Herpes Simplex Virus (HSV) is one of the most common viral infections worldwide, persisting lifelong in the host. It is caused by two distinct types: HSV-1, which traditionally causes oral herpes (cold sores) but is increasingly linked to genital herpes, and HSV-2, the primary cause of genital herpes lesions. Global prevalence is high, with an estimated 3.8 billion people under 50 carrying HSV-1, and over 520 million people aged 15 to 49 infected with HSV-2.
Current treatments, such as the antiviral drugs acyclovir and valacyclovir, only manage active outbreaks by interfering with viral replication. These medications reduce the severity and duration of symptomatic episodes and suppress recurrence, but they do not eliminate the latent virus residing in the sensory nerve ganglia. Because existing drugs cannot offer a cure, there is a significant need for a vaccine that can either prevent initial infection or functionally cure the disease by eliminating or silencing the latent virus.
Defining the Vaccine Goals
Researchers are pursuing two fundamentally different functional goals for an HSV vaccine: prophylactic and therapeutic. A prophylactic vaccine is designed to prevent initial infection in individuals who have never been exposed to the virus. Success requires stimulating a strong, durable neutralizing antibody response. These antibodies must block the virus from entering host cells at the mucosal surface and prevent it from migrating to the sensory nerve ganglia, stopping the establishment of lifelong latency.
The second goal is a therapeutic vaccine, intended for individuals already infected with HSV-1 or HSV-2. This approach aims to significantly reduce the frequency and severity of recurrent outbreaks, rather than eliminating the latent virus. Therapeutic vaccines boost the host’s existing immune response by stimulating potent cellular immunity, specifically virus-specific T cells. This T cell response is necessary to better contain the virus within the nerve tissue and minimize viral shedding, which is the main driver of transmission.
Diverse Scientific Strategies in Development
The search for an effective HSV vaccine involves multiple platforms, each attempting to present viral components to the immune system. Subunit vaccines represent a traditional approach, focusing on specific viral surface proteins like glycoprotein D (gD) and glycoprotein B (gB), which are essential for viral entry. These candidates are safer because they contain no viral genetic material, but they often require specialized adjuvants to provoke a robust immune response. Past gD-based subunit vaccines failed to prevent HSV-2 infection in large-scale human trials, suggesting a single-protein approach may be insufficient to overcome the virus’s complex evasion mechanisms.

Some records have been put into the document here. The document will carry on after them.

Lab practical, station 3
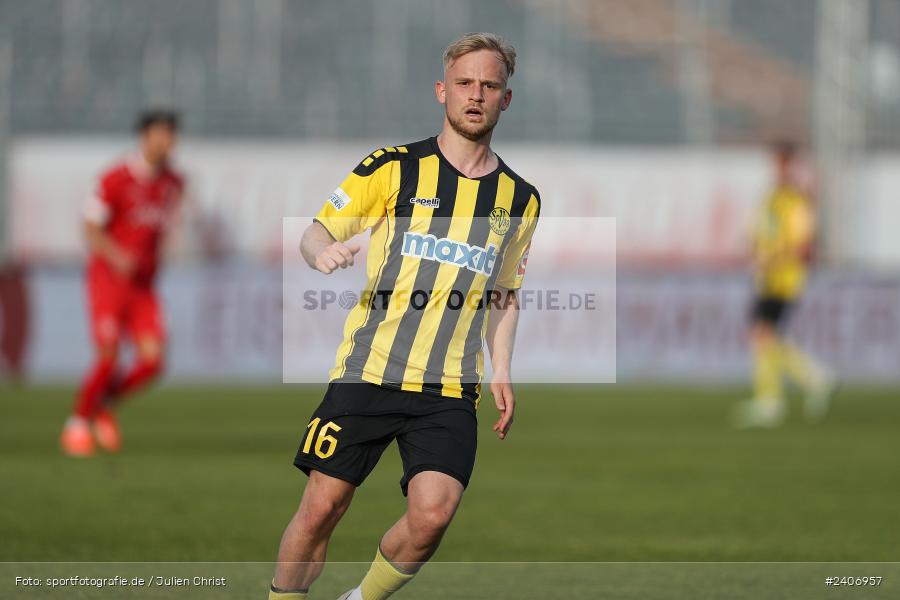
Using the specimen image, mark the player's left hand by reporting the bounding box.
[491,374,516,440]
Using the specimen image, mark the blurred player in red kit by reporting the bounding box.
[60,110,184,456]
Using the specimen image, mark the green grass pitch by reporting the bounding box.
[0,385,900,598]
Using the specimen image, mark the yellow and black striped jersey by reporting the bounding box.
[315,138,540,403]
[755,186,814,300]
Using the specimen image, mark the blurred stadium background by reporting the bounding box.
[0,0,900,592]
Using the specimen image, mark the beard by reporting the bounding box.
[446,109,499,142]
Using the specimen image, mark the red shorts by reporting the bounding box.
[87,265,165,345]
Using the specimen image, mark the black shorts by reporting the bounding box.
[751,296,794,329]
[294,382,478,496]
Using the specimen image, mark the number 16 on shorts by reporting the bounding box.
[301,417,341,459]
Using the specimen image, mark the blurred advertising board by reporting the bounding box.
[24,263,900,384]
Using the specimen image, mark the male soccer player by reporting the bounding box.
[60,110,184,456]
[735,142,834,427]
[269,33,540,600]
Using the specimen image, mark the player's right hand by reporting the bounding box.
[316,242,360,275]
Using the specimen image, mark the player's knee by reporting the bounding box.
[410,501,456,546]
[750,322,776,348]
[144,356,166,377]
[97,342,119,362]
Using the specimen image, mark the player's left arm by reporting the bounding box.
[485,287,519,440]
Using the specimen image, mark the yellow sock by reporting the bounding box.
[779,342,821,389]
[269,580,308,600]
[753,343,782,402]
[359,547,416,600]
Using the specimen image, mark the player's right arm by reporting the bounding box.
[300,150,399,275]
[84,174,137,277]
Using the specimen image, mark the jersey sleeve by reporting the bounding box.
[81,173,116,227]
[497,191,541,290]
[314,150,396,242]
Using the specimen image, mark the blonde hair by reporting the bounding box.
[444,32,516,78]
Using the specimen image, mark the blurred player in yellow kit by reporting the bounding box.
[735,143,835,427]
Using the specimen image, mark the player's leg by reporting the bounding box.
[346,399,478,600]
[110,288,165,404]
[269,383,405,600]
[60,273,122,456]
[778,337,837,421]
[346,471,463,600]
[735,298,785,427]
[269,471,356,600]
[93,288,165,452]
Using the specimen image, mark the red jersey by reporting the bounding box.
[84,157,184,285]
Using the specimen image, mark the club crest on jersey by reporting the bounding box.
[328,188,351,210]
[409,198,441,208]
[401,231,497,276]
[488,206,510,235]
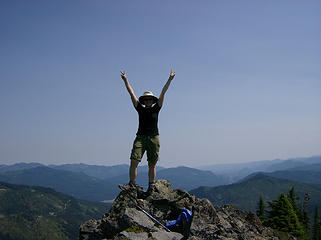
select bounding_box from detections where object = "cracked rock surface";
[79,180,295,240]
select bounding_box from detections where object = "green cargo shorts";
[130,135,160,163]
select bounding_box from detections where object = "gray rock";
[79,180,295,240]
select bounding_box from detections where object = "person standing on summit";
[120,71,175,192]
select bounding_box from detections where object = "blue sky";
[0,0,321,167]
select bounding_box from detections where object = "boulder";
[79,180,295,240]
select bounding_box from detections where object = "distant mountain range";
[0,156,321,209]
[198,156,321,183]
[190,173,321,212]
[0,182,110,240]
[0,163,224,201]
[0,167,119,202]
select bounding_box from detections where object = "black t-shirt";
[136,102,161,136]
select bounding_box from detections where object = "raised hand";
[120,70,127,80]
[169,70,175,79]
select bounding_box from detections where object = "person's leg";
[146,136,160,191]
[148,162,156,184]
[129,159,139,184]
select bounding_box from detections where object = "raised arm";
[120,71,138,107]
[158,70,175,107]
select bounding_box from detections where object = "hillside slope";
[0,182,109,240]
[190,174,321,211]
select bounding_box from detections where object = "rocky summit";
[79,180,295,240]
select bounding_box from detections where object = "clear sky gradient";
[0,0,321,167]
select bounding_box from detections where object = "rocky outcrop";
[79,180,295,240]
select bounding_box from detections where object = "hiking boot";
[147,183,158,194]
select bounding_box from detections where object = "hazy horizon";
[0,0,321,167]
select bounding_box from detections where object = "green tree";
[265,193,304,237]
[288,187,302,219]
[256,195,266,220]
[300,193,311,236]
[312,206,321,240]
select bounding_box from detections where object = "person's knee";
[148,161,157,169]
[130,159,139,168]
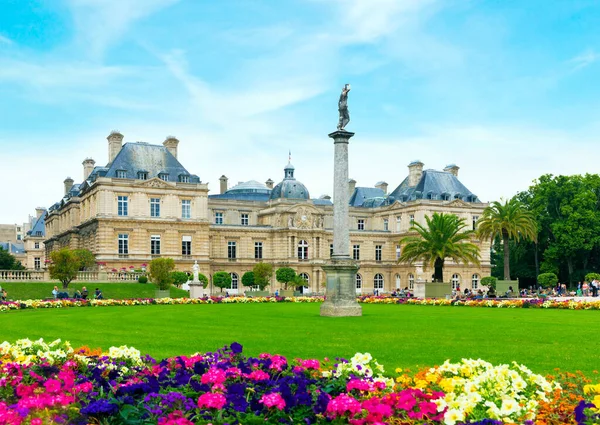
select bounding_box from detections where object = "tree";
[0,247,23,270]
[73,249,96,271]
[242,272,254,286]
[252,261,273,291]
[171,271,189,286]
[398,213,479,282]
[275,267,296,290]
[149,258,175,291]
[477,198,537,280]
[49,248,79,289]
[213,272,231,292]
[538,273,558,288]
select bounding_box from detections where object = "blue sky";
[0,0,600,223]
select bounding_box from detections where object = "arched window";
[298,239,308,261]
[451,273,460,289]
[373,273,383,291]
[471,273,479,290]
[229,273,238,291]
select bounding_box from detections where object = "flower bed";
[0,340,600,425]
[0,296,600,312]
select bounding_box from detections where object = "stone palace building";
[43,131,490,293]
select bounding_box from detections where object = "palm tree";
[477,198,537,280]
[398,213,479,282]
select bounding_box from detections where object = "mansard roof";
[388,170,481,203]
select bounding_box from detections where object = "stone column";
[321,130,362,317]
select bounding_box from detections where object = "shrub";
[213,272,231,292]
[242,272,254,286]
[275,267,296,290]
[150,258,175,291]
[171,272,189,286]
[585,273,600,282]
[252,262,273,291]
[538,273,558,288]
[481,276,497,291]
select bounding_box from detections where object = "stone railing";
[0,270,50,282]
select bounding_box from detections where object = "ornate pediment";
[139,177,172,189]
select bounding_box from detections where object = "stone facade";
[45,132,490,293]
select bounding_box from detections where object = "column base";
[321,257,362,317]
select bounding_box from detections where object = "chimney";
[82,158,96,180]
[348,179,356,197]
[375,182,387,195]
[106,130,123,164]
[219,175,227,194]
[163,136,179,159]
[64,177,75,195]
[444,164,460,177]
[408,160,423,187]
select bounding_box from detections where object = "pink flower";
[326,394,361,418]
[259,393,285,410]
[198,393,226,410]
[246,370,269,381]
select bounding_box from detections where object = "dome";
[270,163,310,199]
[225,180,271,194]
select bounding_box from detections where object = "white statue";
[192,260,200,282]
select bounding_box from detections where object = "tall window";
[473,215,479,230]
[150,235,160,255]
[227,241,237,260]
[241,213,249,226]
[451,273,460,289]
[119,233,129,255]
[215,211,223,224]
[352,245,360,260]
[150,198,160,217]
[254,242,262,260]
[181,236,192,256]
[117,196,128,215]
[181,199,192,218]
[229,273,239,291]
[471,274,479,289]
[298,240,308,260]
[373,273,383,291]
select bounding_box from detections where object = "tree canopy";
[398,213,479,282]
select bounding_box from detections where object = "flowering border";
[0,296,600,312]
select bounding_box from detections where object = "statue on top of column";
[338,84,350,131]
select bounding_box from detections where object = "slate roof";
[388,170,481,204]
[27,210,48,236]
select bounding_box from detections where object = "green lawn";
[0,282,189,300]
[0,303,600,375]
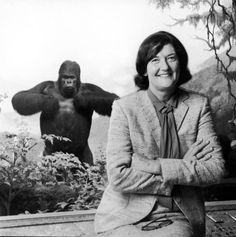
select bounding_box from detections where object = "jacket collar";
[137,89,189,143]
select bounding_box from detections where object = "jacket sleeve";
[160,97,225,186]
[107,101,172,195]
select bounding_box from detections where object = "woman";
[95,31,224,237]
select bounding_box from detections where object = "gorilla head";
[58,61,81,98]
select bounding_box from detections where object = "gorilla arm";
[12,81,59,115]
[74,83,119,116]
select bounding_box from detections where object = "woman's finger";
[195,147,214,159]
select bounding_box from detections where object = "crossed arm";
[107,98,224,195]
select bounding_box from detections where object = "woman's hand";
[183,139,214,160]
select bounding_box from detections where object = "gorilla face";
[59,61,80,98]
[60,74,78,98]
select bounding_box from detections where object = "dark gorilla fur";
[12,61,118,164]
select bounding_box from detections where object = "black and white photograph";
[0,0,236,237]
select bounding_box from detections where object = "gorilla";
[12,60,118,165]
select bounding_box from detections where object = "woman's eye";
[167,56,176,62]
[151,58,160,63]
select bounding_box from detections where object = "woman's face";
[147,44,179,93]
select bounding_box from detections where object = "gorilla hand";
[42,95,59,116]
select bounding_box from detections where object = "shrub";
[0,132,106,215]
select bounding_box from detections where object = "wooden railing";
[0,178,236,237]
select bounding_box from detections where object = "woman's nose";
[159,59,169,70]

A newer strategy involves the use of mRNA and DNA vaccines, similar to those deployed against COVID-19. These vaccines deliver genetic instructions for the body’s own cells to manufacture one or more viral antigens. Producing the antigens internally generates a comprehensive and durable immune response that includes both neutralizing antibodies and potent T cells. For example, BioNTech’s candidate BNT163 encodes three different HSV-2 glycoproteins to induce a broad immune response.
Live-attenuated vaccines, which use a weakened version of the virus, are also being explored because they can induce a broad immune response mimicking natural infection. This platform presents a safety challenge due to the risk that the attenuated virus might establish latency or mutate back to a more virulent form. The most advanced, potentially curative strategy is a gene therapy approach that directly targets latent viral DNA in the sensory neurons. This involves using a viral vector to deliver gene-editing enzymes, specifically meganucleases, which cut and degrade the herpes DNA. Preclinical studies have demonstrated a reduction of up to 97% of latent HSV DNA in animal models.
Current Status of Clinical Trials
The journey from concept to licensed vaccine involves a rigorous, multi-phase clinical trial process: Phase I (safety and immunogenicity), Phase II (efficacy and dose-ranging), and Phase III (large-scale trials). Currently, no HSV vaccine has successfully navigated this entire pathway to gain regulatory approval.
The most notable progress is seen in mRNA vaccine candidates. Moderna’s mRNA-1608, a therapeutic vaccine for people already infected with HSV-2, is currently in a fully enrolled Phase 1/2 clinical trial. This study assesses the vaccine’s safety and its ability to reduce recurrent genital herpes lesions. BioNTech is also advancing its prophylactic mRNA candidate, BNT163, which is in a Phase 1 trial to evaluate safety and immune responses in healthy volunteers.
Despite the new technologies, the development path remains challenging, as evidenced by recent setbacks. Pharmaceutical company GSK recently discontinued its therapeutic subunit vaccine candidate (GSK3943104) after it failed to meet the primary efficacy objective in a Phase 1/2 trial. This discontinuation highlights the difficulty of creating an immune response capable of controlling a virus highly skilled at evading the body’s defenses. The current timeline suggests that the earliest a successful candidate could move through the final stages of testing and regulatory review would still be several years away.